Excellence in musical worship
On page 236 Keller pleads for musical excellence in corporate worship. All of you by now well know that I agree whole-heartedly with him. He gave three reasons for striving for this excellene:
- It will help the worshipper sense the transcendence of God and appreciate His grandeur.
- It will remove any possible hindrance that poor quality might cause.
- Modern society has less toleration of mediocrity due to the availability of excellent music through electronic mediums.
I would like to add two reasons to this list.
- In anything we set our hands to do, including music, we should do it with all our might for our God.
- We were created with the ability to create, and when we create music with excellence, we are experiencing part of what God intended for us to do and be. I believe this is inherently good.
With which of these five reasons do you disagree, and why? If you agree with all of them, please think of another good reason for musical excellence in corporate worship and share that.
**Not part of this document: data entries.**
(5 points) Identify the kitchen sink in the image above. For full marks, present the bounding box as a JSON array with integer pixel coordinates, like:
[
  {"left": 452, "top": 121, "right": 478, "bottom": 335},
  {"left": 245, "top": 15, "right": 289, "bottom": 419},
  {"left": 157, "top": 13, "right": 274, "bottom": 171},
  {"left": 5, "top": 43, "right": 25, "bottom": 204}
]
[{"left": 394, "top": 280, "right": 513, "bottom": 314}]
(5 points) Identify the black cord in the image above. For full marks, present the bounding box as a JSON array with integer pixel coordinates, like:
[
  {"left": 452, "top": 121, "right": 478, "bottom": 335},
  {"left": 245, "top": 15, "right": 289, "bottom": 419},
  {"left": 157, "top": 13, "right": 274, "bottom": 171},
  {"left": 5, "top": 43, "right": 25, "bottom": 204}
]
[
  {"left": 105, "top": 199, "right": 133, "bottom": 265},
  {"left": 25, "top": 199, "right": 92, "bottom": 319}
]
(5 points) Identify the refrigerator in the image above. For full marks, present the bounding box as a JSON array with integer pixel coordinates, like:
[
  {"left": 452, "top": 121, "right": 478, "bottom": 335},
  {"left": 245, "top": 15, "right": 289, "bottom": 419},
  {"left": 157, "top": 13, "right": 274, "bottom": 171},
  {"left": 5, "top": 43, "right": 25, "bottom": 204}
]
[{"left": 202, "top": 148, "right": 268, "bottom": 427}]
what if we can’t think of any reasons for musical excellence in worship?
I don’t know if I disagree, but I don’t think I understand Keller’s
1. It will help the worshipper sense the transcendence of God and appreciate His grandeur.
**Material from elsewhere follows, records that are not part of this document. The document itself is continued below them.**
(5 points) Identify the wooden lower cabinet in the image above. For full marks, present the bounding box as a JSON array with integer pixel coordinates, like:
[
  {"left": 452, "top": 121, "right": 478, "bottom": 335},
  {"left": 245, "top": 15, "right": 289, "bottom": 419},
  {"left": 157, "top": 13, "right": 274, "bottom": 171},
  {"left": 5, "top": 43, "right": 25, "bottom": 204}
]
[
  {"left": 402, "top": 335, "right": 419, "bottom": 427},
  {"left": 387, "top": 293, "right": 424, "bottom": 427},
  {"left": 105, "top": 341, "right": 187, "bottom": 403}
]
When I hear music, I generally think about how a composer would have thought through the music before I start thinking about sensing God’s attributes. This may seem a little obtuse, but I think I need some more clarification on this one.
I think your two reasons should be the first two reasons. I am not sure I agere with his third reason, that modern society has less tolerance for mediocrity. I think that in all societies, people have recognized excellence and have tolerated mediocrity. Isn’t part of our discussion about the lack of theological depth in modern praise music being generated for sales and radio play?
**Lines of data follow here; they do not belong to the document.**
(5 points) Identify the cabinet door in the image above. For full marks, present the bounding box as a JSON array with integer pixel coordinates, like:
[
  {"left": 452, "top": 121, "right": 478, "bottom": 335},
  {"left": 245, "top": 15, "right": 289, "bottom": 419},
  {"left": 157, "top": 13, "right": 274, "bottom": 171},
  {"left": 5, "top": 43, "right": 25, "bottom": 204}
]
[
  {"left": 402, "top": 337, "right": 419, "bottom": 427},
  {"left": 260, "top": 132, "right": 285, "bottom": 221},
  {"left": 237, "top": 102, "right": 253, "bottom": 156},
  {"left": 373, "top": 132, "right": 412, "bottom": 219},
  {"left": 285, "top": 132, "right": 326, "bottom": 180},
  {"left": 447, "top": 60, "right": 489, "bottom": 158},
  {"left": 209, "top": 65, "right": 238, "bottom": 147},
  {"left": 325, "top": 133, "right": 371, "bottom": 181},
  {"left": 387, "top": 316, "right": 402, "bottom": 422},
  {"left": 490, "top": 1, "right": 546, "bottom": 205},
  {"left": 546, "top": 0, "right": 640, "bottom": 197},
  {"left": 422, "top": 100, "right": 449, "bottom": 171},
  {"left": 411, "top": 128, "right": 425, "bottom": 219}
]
Actually, I think society has MORE tolerance for less-than-perfect music than they did before the advent of machine created electronic stuff. Indie music has NEVER been more popular, and live, coffee shop music and support of local artists has never been more vibrant. This greater society phenomenon does not hold true in Christian radio, or radio imitative church music, so folks in that realm don’t really know what’s going on out there.
I’m with Jesse where I don’t understand the first one. I think it depends on what you define excellence music as being. what if your definition of musical excellence isnt’ the same as someone else in the congregation so instead of them sensing the transcedence of God they are distracted and uncomfortable. Couldn’t that be a possiblity?